Population DynamicsAge DistributionSurvival and Fertility RatesLinear Algebra in Biology
Population Dynamics
Population dynamics is the study of how and why populations change over time. It is an essential part of ecology and helps us understand the interactions between organisms and their environment. In the context of this exercise, population dynamics involves examining the changing sizes of different age groups in a population of females across breeding seasons. This change is influenced by various factors including survival rates, which determine how many individuals live from one age to the next, and fertility rates, which indicate how many offspring are produced. Understanding population dynamics helps ecologists predict future population sizes, assess the health of a species, and make informed decisions for conservation and management. Monitoring these changes can indicate if a species is at risk of decline or if a population is growing rapidly, which may result in issues such as overpopulation.
Age Distribution
Age distribution refers to how individuals in a population are spread across different age classes. It allows us to see not only how many individuals there are in the population, but also their ages, which is crucial for managing species and ecosystems effectively. In this exercise, we deal with three age classes: age 0 (newborns), age 1 (intermediate aged), and age 2 (oldest).
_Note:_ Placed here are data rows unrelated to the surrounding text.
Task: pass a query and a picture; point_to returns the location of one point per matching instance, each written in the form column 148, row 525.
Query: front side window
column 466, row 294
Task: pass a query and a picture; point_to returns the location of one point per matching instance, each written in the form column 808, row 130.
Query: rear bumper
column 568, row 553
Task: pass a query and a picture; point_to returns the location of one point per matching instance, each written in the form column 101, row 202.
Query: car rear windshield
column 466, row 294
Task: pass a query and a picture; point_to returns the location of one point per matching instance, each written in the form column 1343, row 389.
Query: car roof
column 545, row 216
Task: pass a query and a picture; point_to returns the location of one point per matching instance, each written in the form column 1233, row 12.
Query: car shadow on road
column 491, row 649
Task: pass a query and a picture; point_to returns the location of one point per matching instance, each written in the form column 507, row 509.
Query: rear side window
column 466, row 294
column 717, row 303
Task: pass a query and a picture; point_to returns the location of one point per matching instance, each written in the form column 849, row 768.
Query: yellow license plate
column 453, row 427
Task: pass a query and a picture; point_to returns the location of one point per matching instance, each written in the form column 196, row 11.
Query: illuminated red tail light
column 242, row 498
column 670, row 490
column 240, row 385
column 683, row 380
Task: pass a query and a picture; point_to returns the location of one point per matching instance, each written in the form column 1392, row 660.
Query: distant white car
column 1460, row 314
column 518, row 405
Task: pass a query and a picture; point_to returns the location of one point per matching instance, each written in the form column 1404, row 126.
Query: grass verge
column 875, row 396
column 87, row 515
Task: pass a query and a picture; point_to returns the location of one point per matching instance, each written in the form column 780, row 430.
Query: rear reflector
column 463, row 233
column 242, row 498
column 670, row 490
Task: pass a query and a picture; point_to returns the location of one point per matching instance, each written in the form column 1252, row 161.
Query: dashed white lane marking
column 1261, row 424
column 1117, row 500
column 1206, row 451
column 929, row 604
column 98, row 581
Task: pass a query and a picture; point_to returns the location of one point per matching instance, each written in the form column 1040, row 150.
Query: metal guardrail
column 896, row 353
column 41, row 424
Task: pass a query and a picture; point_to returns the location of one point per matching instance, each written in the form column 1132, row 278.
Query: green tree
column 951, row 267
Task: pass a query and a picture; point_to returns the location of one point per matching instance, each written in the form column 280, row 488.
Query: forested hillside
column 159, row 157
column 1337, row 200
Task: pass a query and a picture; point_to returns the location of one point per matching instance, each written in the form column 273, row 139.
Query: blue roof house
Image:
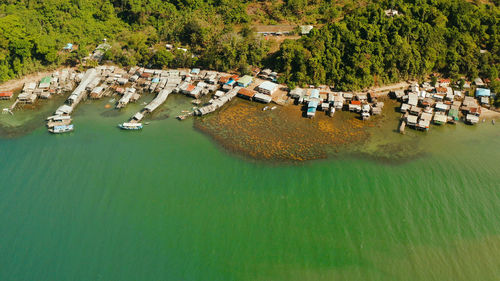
column 481, row 92
column 314, row 94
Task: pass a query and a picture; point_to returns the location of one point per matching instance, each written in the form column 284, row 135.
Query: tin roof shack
column 245, row 81
column 425, row 121
column 80, row 91
column 305, row 29
column 267, row 88
column 440, row 118
column 29, row 87
column 398, row 94
column 355, row 106
column 405, row 107
column 442, row 107
column 453, row 115
column 246, row 93
column 471, row 119
column 483, row 95
column 311, row 108
column 264, row 74
column 97, row 92
column 45, row 82
column 27, row 98
column 478, row 82
column 413, row 99
column 415, row 110
column 158, row 100
column 298, row 93
column 262, row 98
column 348, row 96
column 64, row 110
column 127, row 97
column 338, row 101
column 6, row 95
column 377, row 108
column 470, row 106
column 363, row 97
column 484, row 101
column 219, row 102
column 412, row 120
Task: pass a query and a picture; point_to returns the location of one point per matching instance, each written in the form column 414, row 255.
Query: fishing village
column 421, row 104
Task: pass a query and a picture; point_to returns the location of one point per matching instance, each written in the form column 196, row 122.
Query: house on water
column 268, row 88
column 245, row 81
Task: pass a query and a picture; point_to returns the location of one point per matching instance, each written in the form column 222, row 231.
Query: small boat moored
column 130, row 126
column 61, row 129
By looking at the initial population vector, we identify how many individuals exist in each class at the outset. Changes in age distribution can provide insights into the long-term viability of a population. For instance, a population with a skewed age distribution towards older individuals might face a decline if reproduction rates do not compensate for aging individuals. On the other hand, a younger age distribution suggests potential for growth.
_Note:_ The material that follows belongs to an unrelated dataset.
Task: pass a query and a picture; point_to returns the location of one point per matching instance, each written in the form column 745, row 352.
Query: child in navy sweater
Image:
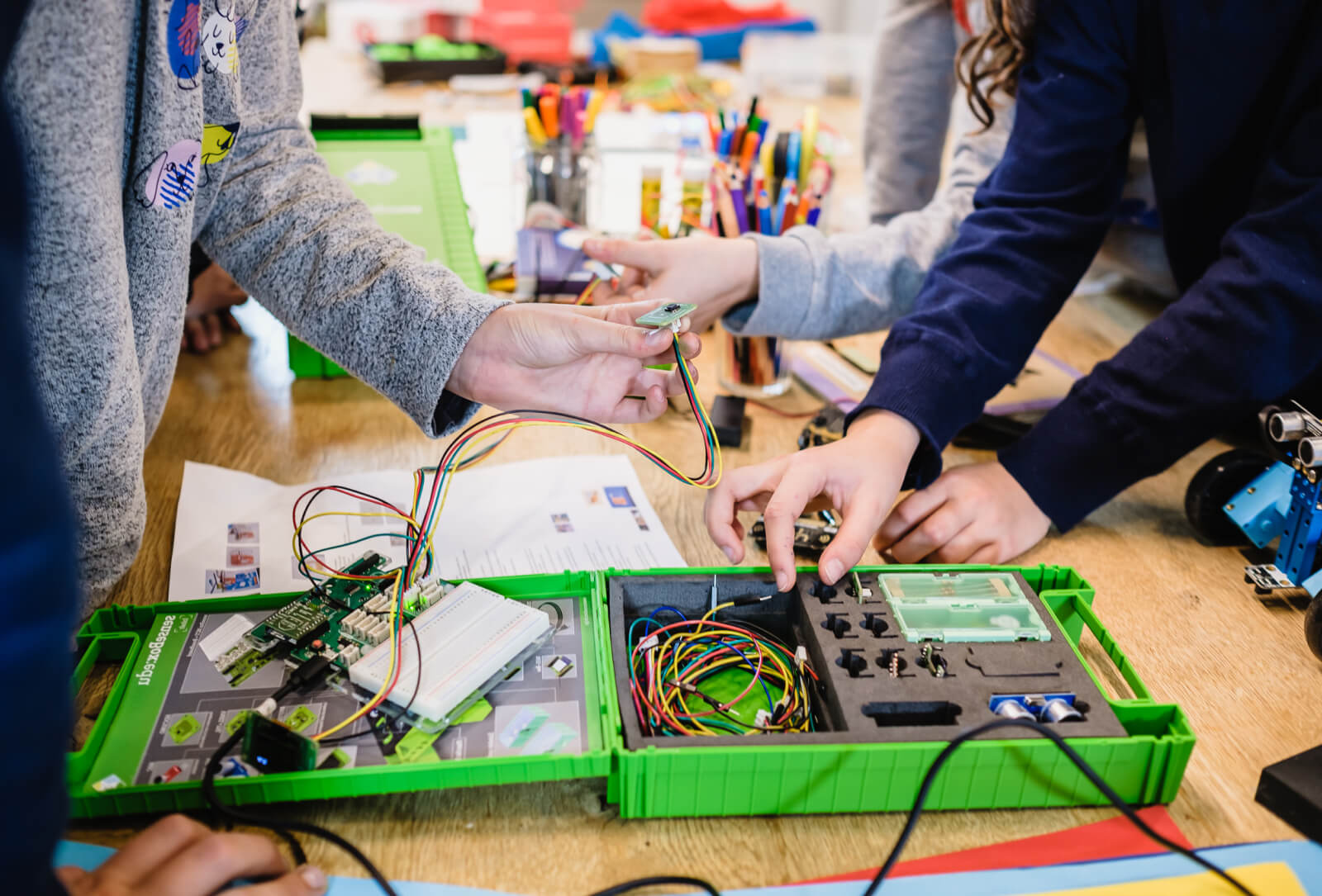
column 1231, row 97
Survival and Fertility Rates
Survival and fertility rates are key components in modeling population dynamics. They inform us about the life history traits of a species and are vital for building models such as the Leslie matrix. - **Survival Rate**: The probability of individuals surviving from one age class to the next. For example, in this exercise, the survival rate from age 0 to 1 is 0.2, meaning 20% of individuals survive. For age 1 to 2, it is 0.7, meaning 70% survive. - **Fertility Rate**: The average number of offspring produced by individuals in a particular age class. In our example, females aged 1 produce an average of 3.2 offspring, while those in age 2 have 1.7. These rates allow us to predict how populations might grow or shrink over time. They are not static and can be influenced by environmental changes, thus requiring regular updates for accurate models.
Linear Algebra in Biology
Linear algebra provides powerful tools that can be applied in biological contexts, particularly in modeling population dynamics. The Leslie matrix is a great example of how linear algebra can translate biological processes into a mathematical framework. The Leslie matrix is specifically designed for age-structured populations. It allows us to predict future age distributions by using survival and fertility rates, organized in a matrix format. By multiplying this matrix by a population vector, which contains the number of individuals in each age class, predictions about future populations can be made effortlessly. Linear algebra simplifies the complexity involved in population studies, enabling biologists to simulate various scenarios, such as changes in birth or survival rates, and see potential impacts without needing extensive observations. This helps in strategic planning and conservation efforts, showcasing the intersection of mathematics and biology.